I did all my foundation drystack.  Read about it at the blog address below.  Description starts with the 2006-12-03 archive post.
My house building blog:

http://n74tg.blogspot.com/

apaknad

wow, i never even heard of this technique. how does the strength of this compare to other ways of building  and can you make a basement doing this and is it a one man do it yourself type project? ??? thanx for the link, it is interesting.
unless we recognize who's really in charge, things aren't going to get better.

n74tg

Strong, I think I could drive a bulldozer over the top of the wall and it would stand up fine.  And all that vertical rebar and concrete inside that ties the footer to the wall; well, I don't see how that could do anything other than make it stronger than a conventional wall.

The problem (as I see it) with a standard (mortared) block wall is that they work fine in compression (holding up the weight of the house above it), but lousy in tension (if tornado/hurricane winds try to lift/push the house off the foundation, or if seismic forces try to shake it off the foundation sideways).  The steel in the walls holds it together (in all directions) so it keeps the house connected to the foundation in all/more different type situations.  And the surface bonding cement (besides making the wall waterproof) hold all the individual blocks together (ie glues them together).

Now the other problem I have with mortared walls is you're trying to make the mortar act as a glue to hold the block together.  Mortar is lousy in tension.  Example: I've seen several homes built in this city where they built up foundation walls (maybe as high as four to five feet tall).  Then they came back in and filled the interior up with dirt or gravel so they could put a concrete slab on top of it.  Call it an elevated slab if you wish.  Now, before they got the slab poured it rained (big rain) and all that water filled up the pore spaces between the dirt particles inside the foundation walls, and made it all very HEAVY.  The foundation walls couldn't hold up the weight and the weakest wall just collapses outward.  When you look at the collapsed wall you see that the concrete block didn't break, the mortar joint between the blocks broke.     

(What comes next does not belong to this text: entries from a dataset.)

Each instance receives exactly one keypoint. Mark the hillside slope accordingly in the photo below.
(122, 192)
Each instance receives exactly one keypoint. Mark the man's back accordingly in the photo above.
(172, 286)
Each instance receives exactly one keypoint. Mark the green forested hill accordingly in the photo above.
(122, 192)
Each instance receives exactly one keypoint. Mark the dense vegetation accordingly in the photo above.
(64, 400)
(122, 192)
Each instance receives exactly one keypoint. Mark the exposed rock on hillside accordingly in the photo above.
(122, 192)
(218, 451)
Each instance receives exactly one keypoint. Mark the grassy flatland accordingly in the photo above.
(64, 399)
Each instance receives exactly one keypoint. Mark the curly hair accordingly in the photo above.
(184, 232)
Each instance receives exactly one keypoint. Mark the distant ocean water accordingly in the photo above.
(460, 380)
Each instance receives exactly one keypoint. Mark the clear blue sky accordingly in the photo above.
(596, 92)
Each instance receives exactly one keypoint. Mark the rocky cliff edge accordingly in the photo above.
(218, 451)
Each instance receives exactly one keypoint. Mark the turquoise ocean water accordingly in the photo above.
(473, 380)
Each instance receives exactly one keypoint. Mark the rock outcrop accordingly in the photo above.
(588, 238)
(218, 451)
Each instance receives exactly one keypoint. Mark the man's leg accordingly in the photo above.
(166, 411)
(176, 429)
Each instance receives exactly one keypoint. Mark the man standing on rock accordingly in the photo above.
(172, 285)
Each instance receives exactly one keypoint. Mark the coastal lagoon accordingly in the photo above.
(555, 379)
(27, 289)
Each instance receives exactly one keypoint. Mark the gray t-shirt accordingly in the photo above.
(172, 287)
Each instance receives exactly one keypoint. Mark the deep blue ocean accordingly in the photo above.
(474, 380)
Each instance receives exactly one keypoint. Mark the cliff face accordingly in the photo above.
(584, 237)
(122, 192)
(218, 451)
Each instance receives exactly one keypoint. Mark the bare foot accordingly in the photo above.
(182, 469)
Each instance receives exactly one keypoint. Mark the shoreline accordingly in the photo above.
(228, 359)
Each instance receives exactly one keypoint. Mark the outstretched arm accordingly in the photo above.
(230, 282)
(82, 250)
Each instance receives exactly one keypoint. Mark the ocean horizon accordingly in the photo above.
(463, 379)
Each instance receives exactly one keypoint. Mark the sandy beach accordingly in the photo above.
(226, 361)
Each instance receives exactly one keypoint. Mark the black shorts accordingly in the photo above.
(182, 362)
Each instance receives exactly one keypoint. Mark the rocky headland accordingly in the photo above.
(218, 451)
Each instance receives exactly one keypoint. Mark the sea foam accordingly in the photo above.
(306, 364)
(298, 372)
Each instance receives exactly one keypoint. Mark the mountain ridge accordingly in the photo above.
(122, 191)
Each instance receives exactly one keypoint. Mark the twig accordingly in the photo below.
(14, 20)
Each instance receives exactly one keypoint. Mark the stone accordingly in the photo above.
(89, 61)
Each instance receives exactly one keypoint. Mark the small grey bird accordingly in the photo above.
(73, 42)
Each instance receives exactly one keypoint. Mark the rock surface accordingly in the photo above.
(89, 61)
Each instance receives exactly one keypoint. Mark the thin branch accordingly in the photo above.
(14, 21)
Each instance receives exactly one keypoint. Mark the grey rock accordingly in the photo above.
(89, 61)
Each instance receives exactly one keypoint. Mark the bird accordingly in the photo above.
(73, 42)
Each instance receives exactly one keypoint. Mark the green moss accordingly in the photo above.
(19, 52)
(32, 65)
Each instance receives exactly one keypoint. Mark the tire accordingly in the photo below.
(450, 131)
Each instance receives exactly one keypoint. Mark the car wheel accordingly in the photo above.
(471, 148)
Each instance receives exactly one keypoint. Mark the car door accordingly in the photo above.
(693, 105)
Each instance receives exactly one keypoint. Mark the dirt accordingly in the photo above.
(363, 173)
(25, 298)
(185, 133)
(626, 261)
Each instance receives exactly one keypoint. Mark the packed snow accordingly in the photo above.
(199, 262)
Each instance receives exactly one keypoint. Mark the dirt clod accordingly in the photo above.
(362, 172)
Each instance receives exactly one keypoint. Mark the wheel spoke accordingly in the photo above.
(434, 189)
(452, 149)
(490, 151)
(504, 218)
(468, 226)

I agree there are a lot of people that don't know much about drystack walls; and a lot of them are contractors.  But, drystack has been around a LONG time (think of the pyramids).  Furthermore, the way a builder/contractor learns his trade these days is by on-the-job training (learning from his boss).  If the boss doesn't know it, the apprentice can't know it.  Add to it, that the building trades in general are very resistant to change (most of us are) and you build a situation where different techniques seldom get tried even if they may be better. 

Can one person do a drystack wall?  My foundation is 30' x 57' and goes from 3' high on the shallow end to 8' high on the deep end.  I built it all by myself.  It will help to have an assistant when pouring/filling the bond beam on top of the wall, but all the rest of it can be done by one person. 

Read the material at the drystacked.com website and read my blog.  You can do this.